La police est sur la piste de suspects. Des caméras de surveillance ont filmé l’arrivée et le départ des vandales dans une ruelle située près de la maison ciblée. Le groupe est composé de six personnes encagoulées et armées de barres de fer et de gourdins. L’un des membres semble être en possession d’un revolver. Grâce aux enregistrements du dispositif Safe City, des véhicules suspects ont aussi été repérés dans la région de Vallée-Pitot autour de l’heure des faits.    

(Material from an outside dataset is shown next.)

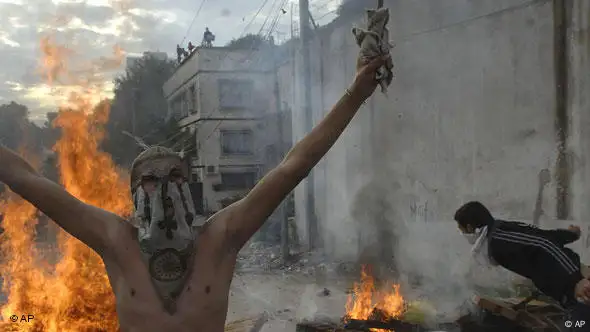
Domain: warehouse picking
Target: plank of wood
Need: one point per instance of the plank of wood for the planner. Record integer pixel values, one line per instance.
(248, 324)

Sahida nous raconte le déroulement des événements. Vers 5 heures, elle se trouvait à l’étage de sa demeure quand elle a entendu frapper à la porte. « Mo get depi loa. Zot dir mwa ena nouvel mayat (décès) dan Plaine-Verte. » Cependant, la quinquagénaire reste sur ses gardes. Elle flaire quelque chose de louche. En effet, le ton de ses interlocuteurs se fait soudain plus agressif. « Zot koumans rod mo garson, zot dir ‘desan desan’. » 

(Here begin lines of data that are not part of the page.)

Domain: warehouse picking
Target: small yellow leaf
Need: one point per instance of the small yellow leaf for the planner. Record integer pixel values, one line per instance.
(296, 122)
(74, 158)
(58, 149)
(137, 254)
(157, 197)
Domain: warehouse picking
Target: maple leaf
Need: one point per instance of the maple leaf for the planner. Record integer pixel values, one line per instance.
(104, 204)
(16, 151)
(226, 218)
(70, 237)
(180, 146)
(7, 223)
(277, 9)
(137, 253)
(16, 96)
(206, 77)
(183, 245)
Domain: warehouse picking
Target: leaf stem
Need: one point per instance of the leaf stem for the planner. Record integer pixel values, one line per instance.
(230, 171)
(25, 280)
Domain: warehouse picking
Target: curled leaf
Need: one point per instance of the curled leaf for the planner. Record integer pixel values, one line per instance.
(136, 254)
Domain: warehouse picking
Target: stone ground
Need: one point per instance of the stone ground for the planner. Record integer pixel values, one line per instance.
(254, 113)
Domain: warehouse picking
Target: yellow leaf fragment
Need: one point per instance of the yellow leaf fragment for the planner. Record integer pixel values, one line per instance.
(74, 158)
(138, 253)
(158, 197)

Avant que Sahida n’ait le temps de réagir, le groupe passe à l’attaque et force la porte de la maison. « Ils réclamaient mon fils qui est en Angleterre, en le désignant bien par son nom. Ils ont ensuite demandé à voir mon autre garçon qui, lui, vit encore avec nous. Monn dir li pe dormi e zot finn koumans kraz partou. »   

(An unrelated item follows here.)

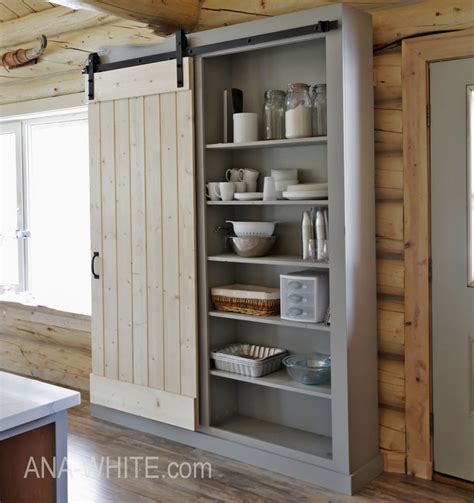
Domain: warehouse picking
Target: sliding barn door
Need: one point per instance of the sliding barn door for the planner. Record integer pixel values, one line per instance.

La mère de famille se réfugie sur sa terrasse à l’étage. Elle reçoit alors un appel d’un voisin qui l’informe que les agresseurs ont une arme à feu. Déboussolée et paniquée, Sahida s’inquiète aussi pour son époux qui devrait rentrer d’un moment à l’autre. Pendant ce temps, au rez-de-chaussée, des panneaux de vitres volent en éclats. Les vandales saccagent également la BMW appartenant à Taz Lim, qui est garée dans la cour familiale.   

Alertée, une équipe de la police de Vallée-Pitot arrive sur place. Mais la bande a déjà quitté les lieux. « Kan lapolis inn vini monn rest plore, zot inn al cheke si mo misie korek dan masjid », relate Sahida. 

Plus tard dans la matinée, elle a parlé à son fils au téléphone. « Monn dir li aret sa bann zafer TikTok la. Nou pa mank nanie, noun travay rinte pou ariv kot nou ete zordi », relate-t-elle. Ce n’était pas la première fois, selon elle, qu’elle enjoignait Taz Lim de cesser ses allégations sur ce réseau social, de peur que l’affaire ne finisse pas dégénérer. « Quelqu’un l’avait déjà menacé de s’en prendre à sa famille », précise-t-elle. 

Sahida souhaite aujourd’hui que ses proches et elles soient placés sous la protection de la police. « Zame nou gagn sa kalite problem la… Tousa dega la, ziska ler lapolis pa dir pou donn nou proteksion », déplore-t-elle.